In many disciplines like political science, women’s research is cited less often than men’s research.

Our team’s participation in the Hackathon is motivated, in part, by our on-going work about citation practices in research. An informal overview of our work is available in this Q&A following publication of our work in Political Analysis. PA also invited several scholars to reflect on our findings, and you may find their responses interesting as well. You might also want to check out Jane’s GBAT site, which can be used by authors, editors, or instructors to check the gender and ethnic balance of their reference lists and syllabi.

What we know: Evidence and Resources

Background Literature

Motivation: Citations to scholarly work have many career and financial payoffs.

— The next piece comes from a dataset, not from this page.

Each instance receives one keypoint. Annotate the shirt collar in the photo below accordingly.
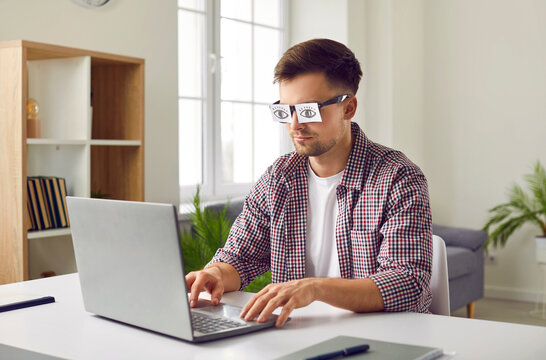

Yet who succeeds in the citation market varies. In many disciplines like political science, women’s research is cited less often than men’s research.

Is research by women cited less frequently than research by men in the same discipline?

In some fields, women have fewer overall (or per article) citations.

    • Economics (Ferber 1988; Ferber and Brun 2011); Ecology (Cameron et al 2016);
    • Political Science (Dion and Mitchell 2012; Maliniak et al 2013; Mitchell et al 2013); Library and Information Sciences (Håkanson 2005);
    • Linguistics and Sociology (Leahey et al 2008);
    • Health and Natural Sciences (Aksnes et al 2011; Beaudry and Lariviere 2016);
    • Even in some female dominated disciplines (e.g. social work with 65% female faculty; Carter et al 2017)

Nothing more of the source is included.